¿Quien se acordará de nosotros dentro de 150 años? ¿Qué personas sabrán nuestra historia? Nuestro nacimiento, nuestras peripecias en el colegio, aficiones, viajes y pasiones. Amores y desamores. Cómo fue nuestra boda y lo que sentimos al ver nacer a nuestros hijos. ¿Qué sabrán de todo esos tataranietos a los que nunca conoceremos? El ser humano es frágil para que su memoria perviva y cuando llegan fechas en que se recuerda a los que se fueron, cuando nichos y panteones aparecen llenos de flores, esa fragilidad se acentúa. Cientos y cientos de lápidas aparecen vacías.

Por eso, aún resultan más emotivas las ofrendas cuando se producen en la parte vieja del Cementerio General. Porque aquellos que depositan flores no conocen a los que allí duermen. Como mucho, unas fotos sepia y referencias más o menos vagas se van perdiendo con el tiempo. Es un ejercicio de amor hacia aquellos que se fueron hace cien o ciento cincuenta años.

Cien años es, por ejemplo, lo que ha pasado desde que se fue el matrimonio formado por Rosa Vilata y Ramón Aviñó, que tuvieron una venturosa y larga vida. Poco después sí que se unió un joven, Tomás Laguarda, cuya foto aún aprecia un aire distinguido.

Un rotundo ramo de rosas rojas queda a los pies de con Vicente Hernández, fallecido en 1872, cuyos datos vitales están prácticamente borrados. Más se distingue la lápida donde unas orquídeas y rosas dan color a lugar donde reposan don Ramón Orellana y doña Emilia Sacanelles. El se marchó en 1889 y ella le sobrevivió hasta 1914 y la reunión la hicieron «sus sobrinos, albaceas y testamentarios». El nicho fue abierto en 1828 para depositar a Clotilde Esteve, prematuramente muerta el día de Año Nuevo de 1918 y cuya foto apenas se distingue. Su estela sostiene las flores primorosamente. Los sobrinos son también quienes sellaron la tumba de Lorenzo Ysern en 1892 para reunirse con su esposa, Carmen Sacristán, que había sido enterrada en 1864.

La muerte podía ser muy cruel, como debió ser con Joaquín Sorolla y Concepción Bastida. Los descendientes de quinta o sexta generación que han puesto flores en una vieja jardinera seguro que conocen qué pasó para que fueran enterrados con apenas tres días de diferencia teniendo él 32 años y ella 27, un infausto agosto de 1865.

Las pruebas de amor estremecen como cuando se aprecia una tumba a ras de suelo. Los estragos del tiempo han destrozado la lápida, de la que apenas quedan unos escombros. No hay nombre, ni epitafio, pero alguien recuerda a quien allí esté enterrado, porque al lado hay un pequeño búcaro con tres rosas y unas ramitas de paniculata.
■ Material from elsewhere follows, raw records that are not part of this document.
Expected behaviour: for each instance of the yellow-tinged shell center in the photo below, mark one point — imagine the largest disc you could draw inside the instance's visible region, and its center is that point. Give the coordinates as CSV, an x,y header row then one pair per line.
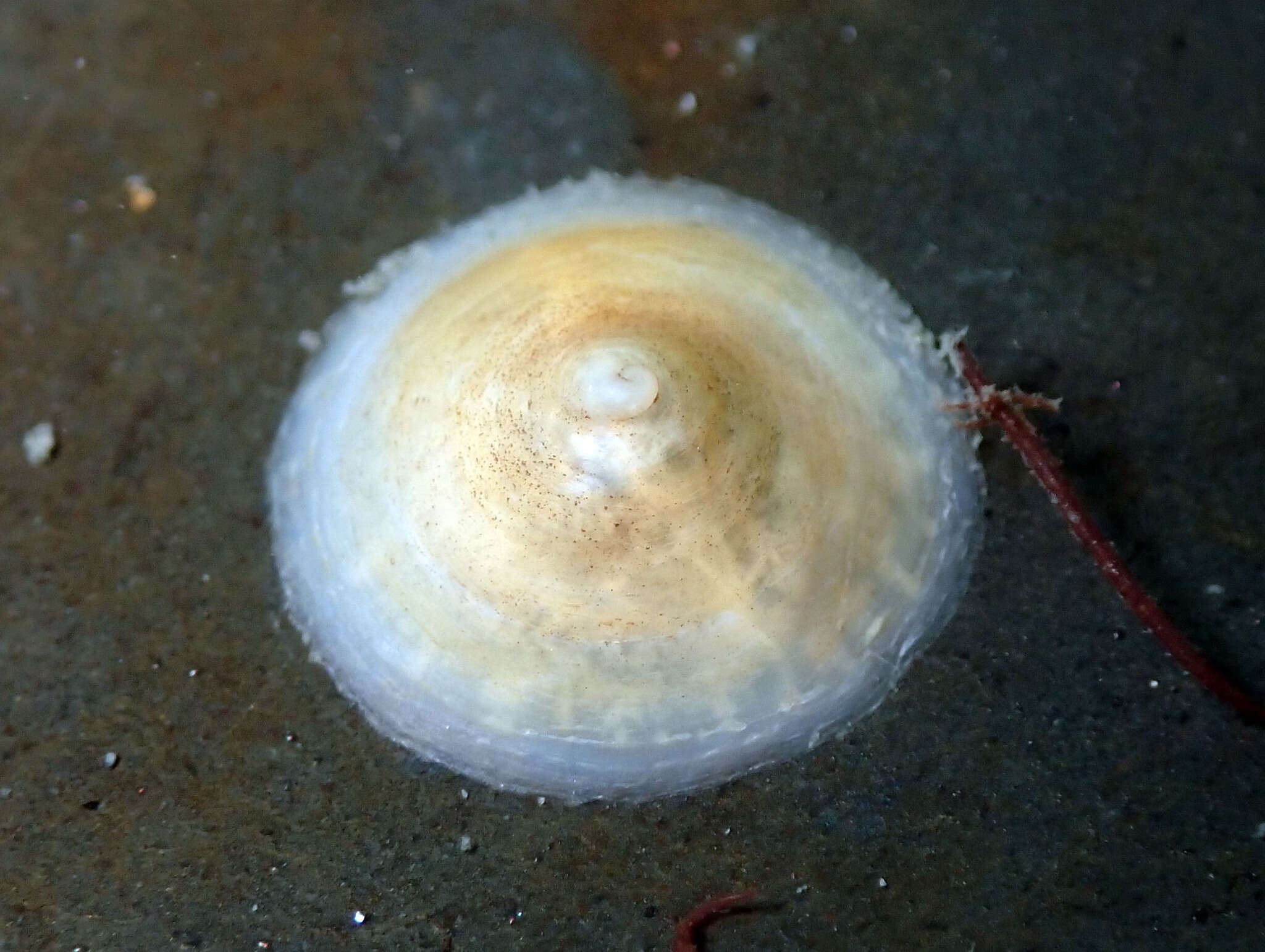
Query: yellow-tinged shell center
x,y
621,434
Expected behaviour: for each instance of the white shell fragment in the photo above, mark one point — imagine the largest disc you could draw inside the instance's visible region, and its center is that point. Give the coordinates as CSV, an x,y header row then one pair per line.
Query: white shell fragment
x,y
620,490
38,443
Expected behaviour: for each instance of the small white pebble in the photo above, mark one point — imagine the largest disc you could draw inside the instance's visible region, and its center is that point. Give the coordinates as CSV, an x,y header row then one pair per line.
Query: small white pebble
x,y
310,340
141,196
746,46
38,443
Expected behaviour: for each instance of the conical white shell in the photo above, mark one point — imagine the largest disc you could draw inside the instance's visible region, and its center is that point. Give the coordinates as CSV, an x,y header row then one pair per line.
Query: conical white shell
x,y
620,490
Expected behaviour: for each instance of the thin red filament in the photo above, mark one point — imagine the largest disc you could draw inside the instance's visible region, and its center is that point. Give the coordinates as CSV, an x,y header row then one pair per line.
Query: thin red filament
x,y
696,919
997,407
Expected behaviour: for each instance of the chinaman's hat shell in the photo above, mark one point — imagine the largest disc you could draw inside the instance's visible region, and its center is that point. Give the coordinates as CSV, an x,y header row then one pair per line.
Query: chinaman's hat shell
x,y
620,490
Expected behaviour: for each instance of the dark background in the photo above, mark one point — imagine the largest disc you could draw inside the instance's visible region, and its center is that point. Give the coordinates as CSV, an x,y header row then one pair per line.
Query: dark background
x,y
1081,183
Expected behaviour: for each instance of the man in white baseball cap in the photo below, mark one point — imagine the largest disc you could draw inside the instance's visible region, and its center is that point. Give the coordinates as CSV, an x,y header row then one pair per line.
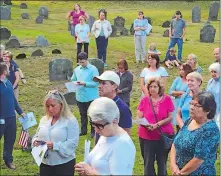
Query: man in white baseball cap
x,y
108,84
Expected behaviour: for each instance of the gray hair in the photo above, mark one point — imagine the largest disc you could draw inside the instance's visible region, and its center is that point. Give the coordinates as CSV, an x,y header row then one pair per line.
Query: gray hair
x,y
215,67
105,109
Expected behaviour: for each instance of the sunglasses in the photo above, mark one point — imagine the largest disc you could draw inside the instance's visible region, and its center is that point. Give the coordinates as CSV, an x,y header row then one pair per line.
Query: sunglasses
x,y
98,125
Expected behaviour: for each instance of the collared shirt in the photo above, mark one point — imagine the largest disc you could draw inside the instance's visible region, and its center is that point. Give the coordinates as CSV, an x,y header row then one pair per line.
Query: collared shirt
x,y
213,87
125,114
89,92
141,23
177,26
65,136
97,27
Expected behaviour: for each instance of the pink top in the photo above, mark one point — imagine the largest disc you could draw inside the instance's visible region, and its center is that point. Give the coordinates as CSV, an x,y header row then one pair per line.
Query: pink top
x,y
75,16
162,108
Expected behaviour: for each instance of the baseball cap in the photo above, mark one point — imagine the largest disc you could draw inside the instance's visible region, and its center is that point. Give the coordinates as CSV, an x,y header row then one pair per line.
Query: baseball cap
x,y
108,76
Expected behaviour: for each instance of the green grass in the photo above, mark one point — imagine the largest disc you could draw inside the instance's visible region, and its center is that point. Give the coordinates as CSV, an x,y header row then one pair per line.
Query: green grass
x,y
55,29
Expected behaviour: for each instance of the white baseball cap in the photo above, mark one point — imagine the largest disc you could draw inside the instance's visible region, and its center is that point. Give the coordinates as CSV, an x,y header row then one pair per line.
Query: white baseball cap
x,y
108,76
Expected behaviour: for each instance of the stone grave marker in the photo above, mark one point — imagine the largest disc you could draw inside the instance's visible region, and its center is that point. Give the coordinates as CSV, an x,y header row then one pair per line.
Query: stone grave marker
x,y
207,34
196,14
37,53
5,13
99,64
5,33
213,11
60,69
41,41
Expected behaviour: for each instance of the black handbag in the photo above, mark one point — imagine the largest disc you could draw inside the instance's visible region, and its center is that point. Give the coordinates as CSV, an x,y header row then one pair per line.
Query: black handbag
x,y
167,140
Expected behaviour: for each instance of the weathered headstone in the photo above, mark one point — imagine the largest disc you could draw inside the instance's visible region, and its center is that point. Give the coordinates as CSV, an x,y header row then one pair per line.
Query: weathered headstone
x,y
5,33
39,20
91,21
56,51
207,34
23,6
124,32
37,53
13,43
114,31
60,69
166,33
25,15
196,14
41,41
43,11
70,98
21,56
166,24
119,23
213,11
98,63
5,13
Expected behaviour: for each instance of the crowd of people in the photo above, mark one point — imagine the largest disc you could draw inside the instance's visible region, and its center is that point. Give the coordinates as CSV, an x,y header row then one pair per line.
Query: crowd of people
x,y
186,112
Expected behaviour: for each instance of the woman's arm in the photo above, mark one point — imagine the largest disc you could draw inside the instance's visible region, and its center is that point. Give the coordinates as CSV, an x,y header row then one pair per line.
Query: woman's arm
x,y
191,166
179,118
143,87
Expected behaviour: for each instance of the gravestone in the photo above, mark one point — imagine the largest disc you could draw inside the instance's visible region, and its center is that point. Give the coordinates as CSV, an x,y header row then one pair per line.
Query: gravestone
x,y
166,33
23,6
114,31
213,11
196,14
119,23
39,20
70,98
41,41
166,24
98,63
91,21
13,43
124,32
25,15
5,33
207,34
60,69
37,53
5,13
21,56
43,11
56,51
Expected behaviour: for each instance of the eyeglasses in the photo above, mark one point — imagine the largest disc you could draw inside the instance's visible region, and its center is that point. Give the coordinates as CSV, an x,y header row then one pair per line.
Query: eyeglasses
x,y
98,125
195,105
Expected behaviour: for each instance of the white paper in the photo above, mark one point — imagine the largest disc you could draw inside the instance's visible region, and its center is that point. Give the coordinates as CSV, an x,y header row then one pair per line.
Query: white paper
x,y
141,121
87,145
38,153
28,120
72,86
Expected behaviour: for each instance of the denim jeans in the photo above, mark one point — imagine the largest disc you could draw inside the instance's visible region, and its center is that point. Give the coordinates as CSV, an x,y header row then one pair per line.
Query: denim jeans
x,y
173,42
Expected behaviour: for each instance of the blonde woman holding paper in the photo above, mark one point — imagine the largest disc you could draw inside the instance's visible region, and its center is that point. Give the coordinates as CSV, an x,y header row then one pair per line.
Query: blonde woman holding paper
x,y
59,130
114,154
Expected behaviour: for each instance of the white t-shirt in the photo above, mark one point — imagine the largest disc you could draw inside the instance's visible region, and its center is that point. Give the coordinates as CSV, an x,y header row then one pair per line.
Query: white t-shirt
x,y
147,74
113,155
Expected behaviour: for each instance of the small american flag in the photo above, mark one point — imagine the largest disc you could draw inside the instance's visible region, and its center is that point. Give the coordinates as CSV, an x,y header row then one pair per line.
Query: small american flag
x,y
23,140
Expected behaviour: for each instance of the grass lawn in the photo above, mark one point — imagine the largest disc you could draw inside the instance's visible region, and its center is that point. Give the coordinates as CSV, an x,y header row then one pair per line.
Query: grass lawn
x,y
55,30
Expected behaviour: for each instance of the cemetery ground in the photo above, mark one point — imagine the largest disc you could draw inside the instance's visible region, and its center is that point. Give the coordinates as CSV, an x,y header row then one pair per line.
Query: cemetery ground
x,y
54,29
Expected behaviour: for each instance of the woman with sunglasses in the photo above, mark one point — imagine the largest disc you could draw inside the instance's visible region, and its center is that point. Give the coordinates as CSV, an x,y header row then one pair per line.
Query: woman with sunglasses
x,y
114,154
213,87
59,130
194,149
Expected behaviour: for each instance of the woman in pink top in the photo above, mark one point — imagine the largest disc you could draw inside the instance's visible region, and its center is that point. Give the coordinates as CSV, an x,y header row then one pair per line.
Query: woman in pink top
x,y
150,144
75,14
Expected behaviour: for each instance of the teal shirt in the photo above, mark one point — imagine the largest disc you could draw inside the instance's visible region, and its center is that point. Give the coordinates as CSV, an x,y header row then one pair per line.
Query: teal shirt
x,y
89,92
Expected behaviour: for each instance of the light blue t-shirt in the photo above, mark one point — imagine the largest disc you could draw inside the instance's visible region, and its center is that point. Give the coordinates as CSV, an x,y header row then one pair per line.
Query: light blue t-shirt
x,y
82,32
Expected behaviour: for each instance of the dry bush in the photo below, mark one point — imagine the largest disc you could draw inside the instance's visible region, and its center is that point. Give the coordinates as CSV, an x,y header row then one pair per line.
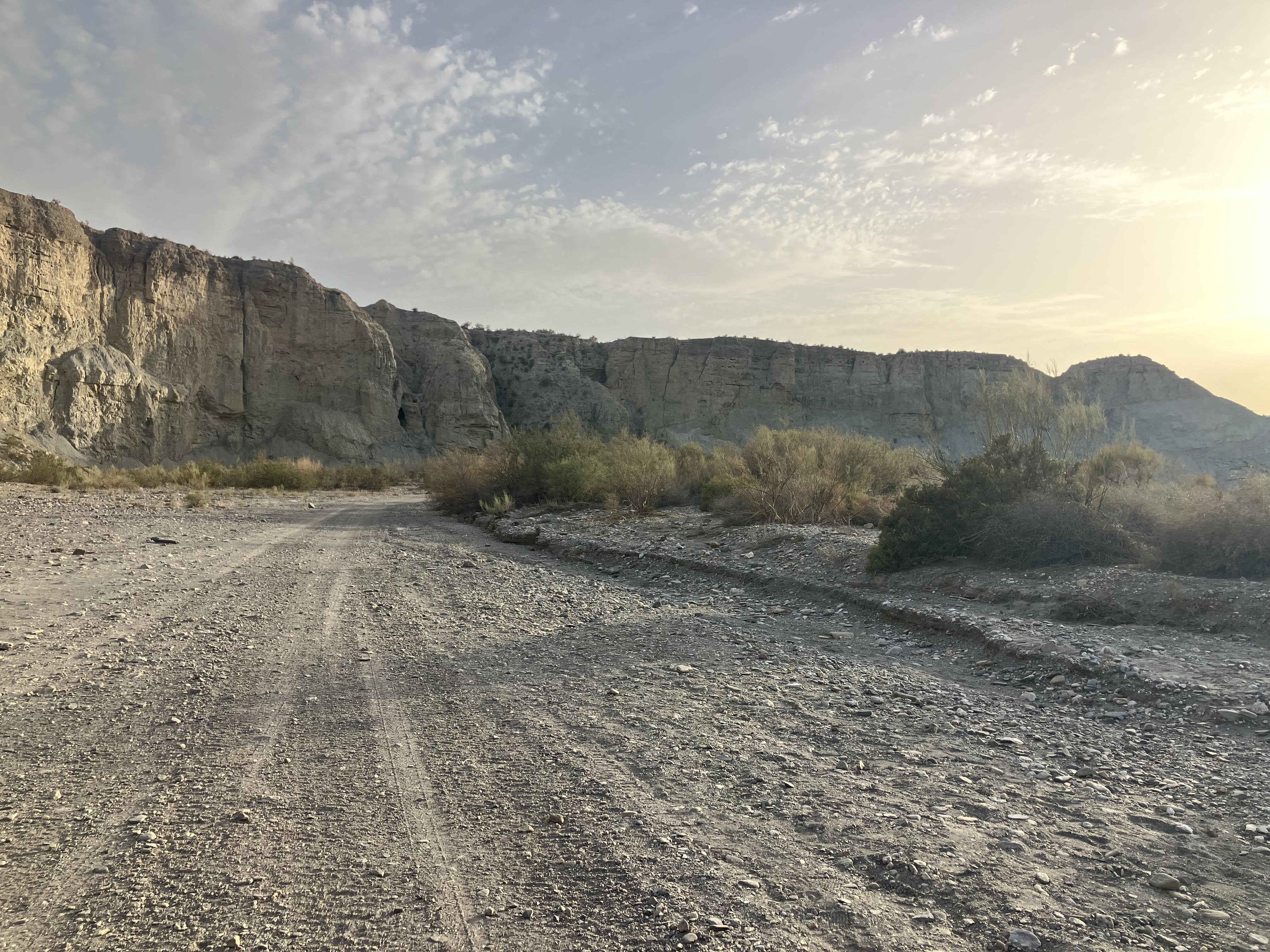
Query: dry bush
x,y
564,462
1204,531
816,477
641,473
46,469
500,506
1116,466
1043,529
461,480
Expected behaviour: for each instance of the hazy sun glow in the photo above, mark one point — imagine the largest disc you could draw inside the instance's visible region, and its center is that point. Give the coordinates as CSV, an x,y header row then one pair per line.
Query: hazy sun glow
x,y
1066,181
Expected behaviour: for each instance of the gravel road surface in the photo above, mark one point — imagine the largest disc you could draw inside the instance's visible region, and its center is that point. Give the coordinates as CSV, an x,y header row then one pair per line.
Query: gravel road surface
x,y
364,725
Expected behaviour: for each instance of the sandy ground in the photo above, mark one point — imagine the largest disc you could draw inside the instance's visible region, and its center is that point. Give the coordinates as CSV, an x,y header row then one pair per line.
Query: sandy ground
x,y
364,725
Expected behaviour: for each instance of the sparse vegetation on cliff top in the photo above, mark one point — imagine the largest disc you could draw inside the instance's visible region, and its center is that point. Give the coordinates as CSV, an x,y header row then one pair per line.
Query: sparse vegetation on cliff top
x,y
781,477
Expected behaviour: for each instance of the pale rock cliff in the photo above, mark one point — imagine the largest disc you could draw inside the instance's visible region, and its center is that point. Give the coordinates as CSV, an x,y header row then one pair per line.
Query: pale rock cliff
x,y
721,389
123,348
724,388
118,347
1178,417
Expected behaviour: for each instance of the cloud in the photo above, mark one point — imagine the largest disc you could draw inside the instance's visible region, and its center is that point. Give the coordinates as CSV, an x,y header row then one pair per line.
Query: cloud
x,y
797,12
1240,101
914,28
322,124
918,27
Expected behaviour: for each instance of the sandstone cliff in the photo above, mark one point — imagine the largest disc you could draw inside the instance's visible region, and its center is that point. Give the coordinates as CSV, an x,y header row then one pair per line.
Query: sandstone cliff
x,y
118,347
723,388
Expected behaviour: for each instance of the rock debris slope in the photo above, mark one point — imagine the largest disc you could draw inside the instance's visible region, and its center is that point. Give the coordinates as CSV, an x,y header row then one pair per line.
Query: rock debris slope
x,y
116,347
368,727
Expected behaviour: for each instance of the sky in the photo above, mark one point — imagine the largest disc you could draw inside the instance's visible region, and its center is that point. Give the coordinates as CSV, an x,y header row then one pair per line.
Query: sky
x,y
1060,182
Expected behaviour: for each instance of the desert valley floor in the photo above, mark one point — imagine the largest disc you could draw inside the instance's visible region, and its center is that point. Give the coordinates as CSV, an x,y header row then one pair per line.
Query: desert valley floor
x,y
365,725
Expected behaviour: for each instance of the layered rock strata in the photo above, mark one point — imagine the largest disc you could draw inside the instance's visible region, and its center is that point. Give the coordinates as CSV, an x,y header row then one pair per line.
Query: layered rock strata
x,y
118,347
722,389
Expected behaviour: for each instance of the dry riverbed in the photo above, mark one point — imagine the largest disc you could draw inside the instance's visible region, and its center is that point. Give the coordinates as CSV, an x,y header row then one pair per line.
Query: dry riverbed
x,y
365,725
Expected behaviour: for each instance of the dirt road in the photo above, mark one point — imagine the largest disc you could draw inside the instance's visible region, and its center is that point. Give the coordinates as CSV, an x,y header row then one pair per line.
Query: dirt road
x,y
369,727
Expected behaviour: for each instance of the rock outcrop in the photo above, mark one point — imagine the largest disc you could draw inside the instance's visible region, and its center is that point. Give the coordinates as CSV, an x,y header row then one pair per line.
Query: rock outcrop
x,y
1202,432
123,348
118,347
724,388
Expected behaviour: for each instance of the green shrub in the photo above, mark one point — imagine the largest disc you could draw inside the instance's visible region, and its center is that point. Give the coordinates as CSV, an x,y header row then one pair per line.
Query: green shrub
x,y
935,522
1042,529
714,492
578,478
1203,531
815,477
498,506
563,462
641,473
1118,465
46,469
460,480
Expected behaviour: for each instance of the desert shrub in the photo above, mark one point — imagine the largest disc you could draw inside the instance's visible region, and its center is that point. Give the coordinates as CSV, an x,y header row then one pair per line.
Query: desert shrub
x,y
500,506
1203,531
716,490
46,469
1118,465
460,480
263,473
1043,529
817,475
578,478
1028,407
149,477
934,522
641,471
563,462
360,477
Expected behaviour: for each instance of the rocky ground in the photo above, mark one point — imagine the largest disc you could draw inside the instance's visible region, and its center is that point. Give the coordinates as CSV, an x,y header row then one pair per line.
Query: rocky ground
x,y
359,724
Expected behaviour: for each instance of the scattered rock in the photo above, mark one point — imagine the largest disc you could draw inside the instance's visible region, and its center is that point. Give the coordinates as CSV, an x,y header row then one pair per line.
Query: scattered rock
x,y
1164,881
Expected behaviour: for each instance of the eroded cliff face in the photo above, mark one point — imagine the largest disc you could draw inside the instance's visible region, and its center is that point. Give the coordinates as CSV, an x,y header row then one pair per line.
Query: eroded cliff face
x,y
1202,432
724,388
124,348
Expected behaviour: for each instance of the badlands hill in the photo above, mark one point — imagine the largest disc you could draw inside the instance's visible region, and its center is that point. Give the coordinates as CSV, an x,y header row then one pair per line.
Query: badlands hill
x,y
116,347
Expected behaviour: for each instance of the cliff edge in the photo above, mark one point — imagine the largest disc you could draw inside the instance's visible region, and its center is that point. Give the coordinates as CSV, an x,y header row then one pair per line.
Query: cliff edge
x,y
116,347
124,348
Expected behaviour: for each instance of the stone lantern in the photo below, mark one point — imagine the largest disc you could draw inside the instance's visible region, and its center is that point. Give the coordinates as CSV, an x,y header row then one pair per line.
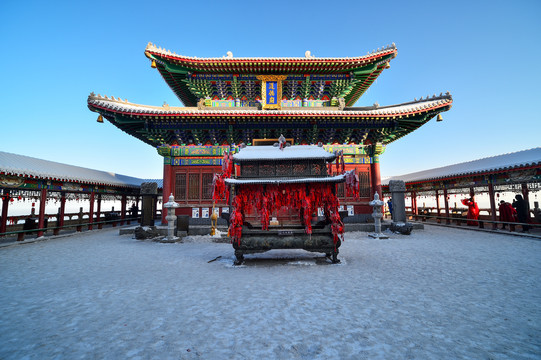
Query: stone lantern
x,y
377,215
171,205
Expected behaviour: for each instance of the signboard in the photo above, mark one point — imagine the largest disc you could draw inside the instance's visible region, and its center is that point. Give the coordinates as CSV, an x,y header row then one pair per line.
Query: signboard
x,y
271,90
205,213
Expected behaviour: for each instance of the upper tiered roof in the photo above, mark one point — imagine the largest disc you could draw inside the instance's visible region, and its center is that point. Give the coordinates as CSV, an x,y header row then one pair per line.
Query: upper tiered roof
x,y
193,78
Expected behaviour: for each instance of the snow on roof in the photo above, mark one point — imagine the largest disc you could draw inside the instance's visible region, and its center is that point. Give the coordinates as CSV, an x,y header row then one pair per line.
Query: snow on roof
x,y
517,159
20,165
296,152
278,181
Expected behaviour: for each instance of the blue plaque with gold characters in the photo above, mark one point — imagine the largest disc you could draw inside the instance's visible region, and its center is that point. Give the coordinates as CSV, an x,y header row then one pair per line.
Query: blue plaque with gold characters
x,y
272,93
271,90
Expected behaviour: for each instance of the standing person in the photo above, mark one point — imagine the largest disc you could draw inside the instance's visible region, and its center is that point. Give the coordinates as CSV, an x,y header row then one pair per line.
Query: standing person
x,y
522,211
473,211
507,214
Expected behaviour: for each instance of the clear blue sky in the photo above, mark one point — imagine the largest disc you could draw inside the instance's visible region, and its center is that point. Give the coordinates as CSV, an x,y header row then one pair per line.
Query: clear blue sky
x,y
486,53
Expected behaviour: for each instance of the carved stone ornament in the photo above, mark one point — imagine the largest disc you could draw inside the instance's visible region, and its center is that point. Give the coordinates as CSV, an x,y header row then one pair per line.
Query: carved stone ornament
x,y
201,104
150,188
11,181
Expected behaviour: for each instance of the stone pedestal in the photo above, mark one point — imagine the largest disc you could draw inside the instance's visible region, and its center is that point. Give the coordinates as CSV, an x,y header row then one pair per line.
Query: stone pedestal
x,y
149,193
377,215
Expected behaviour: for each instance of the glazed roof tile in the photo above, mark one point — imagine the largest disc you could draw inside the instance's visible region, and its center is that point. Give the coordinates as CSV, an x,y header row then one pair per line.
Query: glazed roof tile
x,y
296,152
123,106
21,165
278,181
519,159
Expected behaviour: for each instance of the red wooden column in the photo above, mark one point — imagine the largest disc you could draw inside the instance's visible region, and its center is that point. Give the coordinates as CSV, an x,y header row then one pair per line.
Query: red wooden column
x,y
414,204
446,202
5,204
167,188
492,203
438,206
91,212
98,212
123,209
41,221
60,219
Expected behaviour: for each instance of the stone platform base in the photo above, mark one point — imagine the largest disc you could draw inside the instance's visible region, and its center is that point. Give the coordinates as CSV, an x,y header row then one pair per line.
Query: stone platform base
x,y
205,229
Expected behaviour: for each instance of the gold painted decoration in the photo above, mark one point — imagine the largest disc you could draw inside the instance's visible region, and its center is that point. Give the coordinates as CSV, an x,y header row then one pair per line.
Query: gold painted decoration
x,y
11,181
271,90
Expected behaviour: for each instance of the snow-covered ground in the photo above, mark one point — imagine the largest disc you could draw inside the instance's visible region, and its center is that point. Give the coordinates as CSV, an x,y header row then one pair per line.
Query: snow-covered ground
x,y
437,294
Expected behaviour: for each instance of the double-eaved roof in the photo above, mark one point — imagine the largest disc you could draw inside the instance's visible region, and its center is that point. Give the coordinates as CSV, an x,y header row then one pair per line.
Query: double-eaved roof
x,y
505,162
177,70
225,101
30,167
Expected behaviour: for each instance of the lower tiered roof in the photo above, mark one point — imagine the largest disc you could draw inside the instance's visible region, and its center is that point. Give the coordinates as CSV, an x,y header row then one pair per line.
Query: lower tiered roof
x,y
216,126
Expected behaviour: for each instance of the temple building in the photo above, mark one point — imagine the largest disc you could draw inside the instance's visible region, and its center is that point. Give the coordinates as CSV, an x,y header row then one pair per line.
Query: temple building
x,y
231,101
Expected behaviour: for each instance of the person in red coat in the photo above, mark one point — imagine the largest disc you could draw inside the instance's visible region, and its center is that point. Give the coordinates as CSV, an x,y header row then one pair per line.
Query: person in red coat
x,y
473,211
507,213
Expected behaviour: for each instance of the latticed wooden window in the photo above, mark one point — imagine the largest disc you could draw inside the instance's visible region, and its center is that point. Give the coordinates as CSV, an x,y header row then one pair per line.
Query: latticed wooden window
x,y
283,169
301,169
319,168
180,186
193,187
364,184
266,169
207,186
340,190
249,170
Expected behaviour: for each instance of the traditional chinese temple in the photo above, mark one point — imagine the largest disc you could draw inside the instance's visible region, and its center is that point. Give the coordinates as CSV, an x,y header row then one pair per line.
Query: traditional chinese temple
x,y
231,101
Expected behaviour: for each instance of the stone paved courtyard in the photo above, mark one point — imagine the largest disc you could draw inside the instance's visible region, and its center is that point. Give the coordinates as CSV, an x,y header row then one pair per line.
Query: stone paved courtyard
x,y
437,294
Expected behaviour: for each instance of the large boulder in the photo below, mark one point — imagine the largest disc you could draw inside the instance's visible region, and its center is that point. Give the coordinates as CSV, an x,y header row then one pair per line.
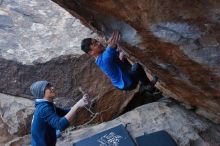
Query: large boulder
x,y
15,117
38,30
186,128
177,40
34,32
70,75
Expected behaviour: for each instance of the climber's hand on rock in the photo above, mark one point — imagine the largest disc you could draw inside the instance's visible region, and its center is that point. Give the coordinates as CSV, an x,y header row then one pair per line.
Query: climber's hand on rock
x,y
83,102
113,40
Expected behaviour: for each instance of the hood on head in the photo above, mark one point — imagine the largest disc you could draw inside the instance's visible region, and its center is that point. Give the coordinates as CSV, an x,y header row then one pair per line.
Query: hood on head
x,y
37,88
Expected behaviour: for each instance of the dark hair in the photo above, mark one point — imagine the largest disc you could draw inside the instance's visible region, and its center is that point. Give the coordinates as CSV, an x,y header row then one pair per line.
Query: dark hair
x,y
48,86
85,44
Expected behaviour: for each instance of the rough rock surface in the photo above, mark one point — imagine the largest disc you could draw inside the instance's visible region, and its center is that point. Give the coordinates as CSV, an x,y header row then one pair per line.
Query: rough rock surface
x,y
187,128
38,30
15,117
177,40
67,74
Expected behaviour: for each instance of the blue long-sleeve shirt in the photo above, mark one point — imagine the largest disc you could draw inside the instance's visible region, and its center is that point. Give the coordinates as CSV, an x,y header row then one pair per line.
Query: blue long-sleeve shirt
x,y
114,68
46,120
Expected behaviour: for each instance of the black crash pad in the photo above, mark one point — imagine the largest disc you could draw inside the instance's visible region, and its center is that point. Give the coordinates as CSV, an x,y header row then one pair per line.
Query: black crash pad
x,y
160,138
116,136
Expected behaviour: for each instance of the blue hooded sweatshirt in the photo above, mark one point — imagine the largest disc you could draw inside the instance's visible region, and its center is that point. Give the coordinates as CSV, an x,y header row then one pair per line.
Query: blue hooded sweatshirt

En los laterales de las secciones más antiguas hay nichos de igual tamaño, pero menos profundos, en los que se enterraba niños. Y hay que tener un profundo cariño para depositar toda una bandeja con casi veinte flores, aunque sean artificiales, para recordar a Perico García. Si no hubiese «subido al cielo» con cuatro años, lo normal es que habría muerto de viejo hace varias décadas, puesto que su primera luz la vio hace 122 años. Quienes hayan depositado las flores deben ser sobrinos-tataranietos o incluso sobrinos-choznos. Lo mismo sucede con el nicho de Luisito Martí, enterrado en 1897 con tan sólo once años, pero a quien manos conocidas le han dejado un ramito de flores frescas metidas en una botella de plástico con agua o a Manuel Virto, de 9 años, cuyos padres le esculpieron una lápida en 1877 y donde alguien ha depositado ahora dos peonías.

Un detalle llama la atención en toda esa colmena de tumbas centenarias: prácticamente ninguna de las ofrendas se hace a los cientos de gentilhombres cuyos restos yacen en horizontal. Condes y barones blasonados, militares de altísima graduación reposan en el Cementerio General. Enterrarse allí no estaba al alcance de todo el mundo, pero ayunos de recuerdo. Unas orquídeas artificiales reposan junto a los restos de Joaquín del Pino, teniente de infantería fallecido en 1872 o de José Prendorgas y Gordon, canónigo de la Catedral de Segorbe. La familia Terol sí que recuerda a don José, «Caballero de la Orden de Carlos III y de la Segunda Clase de Beneficencia» y a su hijo, «Coronel de Infantería de Marina».

Otras veces son manos anónimas las que dejan el recuerdo: aquellos a los que les ha sobrado flor tras honrar a sus muertos y que, por piedad, recuerdan los huesos que allí descansarán perpetuamente. Sin que nadie vuelva a acordarse de ellos.